Now China has shifted to Australia in recent months. The value of takeovers this year has topped $33 billion as Australian companies stray into the cross-hairs of energy hungry Chinese buyers or cashed-up businesses that survived the global financial crisis and are now eager for growth.

US companies have also made a return to the local market. Staples is trying to mop up Corporate Express and Peabody Energy has launched a $3.3 billion bid for Macarthur Coal of Queensland.

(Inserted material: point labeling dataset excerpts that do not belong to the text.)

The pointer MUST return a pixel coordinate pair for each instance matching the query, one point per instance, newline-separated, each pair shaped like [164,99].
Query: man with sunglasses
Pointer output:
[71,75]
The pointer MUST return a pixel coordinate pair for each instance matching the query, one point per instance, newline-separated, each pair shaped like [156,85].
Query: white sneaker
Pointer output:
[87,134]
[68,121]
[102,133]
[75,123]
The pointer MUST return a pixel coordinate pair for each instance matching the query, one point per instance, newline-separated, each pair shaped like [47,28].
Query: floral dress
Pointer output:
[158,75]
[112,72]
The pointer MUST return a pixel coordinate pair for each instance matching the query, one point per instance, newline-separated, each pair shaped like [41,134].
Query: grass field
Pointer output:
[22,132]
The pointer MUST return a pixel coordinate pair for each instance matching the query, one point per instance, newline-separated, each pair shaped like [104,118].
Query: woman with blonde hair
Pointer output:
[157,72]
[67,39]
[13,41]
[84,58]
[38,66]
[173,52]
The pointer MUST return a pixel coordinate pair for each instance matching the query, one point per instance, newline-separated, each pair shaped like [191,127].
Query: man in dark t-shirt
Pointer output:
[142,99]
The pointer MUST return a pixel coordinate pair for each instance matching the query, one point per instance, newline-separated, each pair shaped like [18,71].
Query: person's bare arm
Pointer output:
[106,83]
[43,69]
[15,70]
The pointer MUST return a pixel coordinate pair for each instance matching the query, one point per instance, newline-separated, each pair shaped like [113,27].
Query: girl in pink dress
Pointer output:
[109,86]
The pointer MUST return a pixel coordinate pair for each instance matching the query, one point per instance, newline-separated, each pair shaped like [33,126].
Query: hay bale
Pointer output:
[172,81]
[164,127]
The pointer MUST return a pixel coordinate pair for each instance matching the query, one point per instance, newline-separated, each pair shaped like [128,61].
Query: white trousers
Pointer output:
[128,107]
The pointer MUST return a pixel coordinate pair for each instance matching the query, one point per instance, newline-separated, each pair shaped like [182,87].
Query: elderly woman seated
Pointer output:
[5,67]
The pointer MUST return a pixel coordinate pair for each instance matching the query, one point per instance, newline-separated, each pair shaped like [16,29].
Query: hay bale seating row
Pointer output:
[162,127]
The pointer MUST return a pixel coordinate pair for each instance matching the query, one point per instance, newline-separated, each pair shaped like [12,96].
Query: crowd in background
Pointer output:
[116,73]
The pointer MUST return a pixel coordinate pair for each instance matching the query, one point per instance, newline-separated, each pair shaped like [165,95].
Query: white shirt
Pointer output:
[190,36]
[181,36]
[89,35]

The bustling deal activity is likely to shower Australian shareholders with billions of dollars in cash this year, improving the returns of superannuation and managed funds and boosting capital gains tax receipts for the government.

Figures show Australia remains one of the most popular destinations for merger and acquisition activity in the Asia-Pacific region. Australia was the biggest hub for mergers and acquisitions last year in dollar terms and second to Hong Kong for the first three months this year.

Australia's leading position in energy and resources has helped fuel most takeover activity. Four of the top five takeover targets are involved in energy, coal or base metals, and there are a string of smaller deals below $500 million that involve miners.

But it is the resources binge, led by Chinese companies, that has helped Australia eclipse takeover activity in the region in terms of deal values. According to Bloomberg data 181 deals (mergers, acquisitions, divestitures and spin-offs) worth a total of $US28.3 billion were recorded between January and last month, against only $US15.58 billion in Britain, $US20.8 billion in Japan and $US27.99 in China.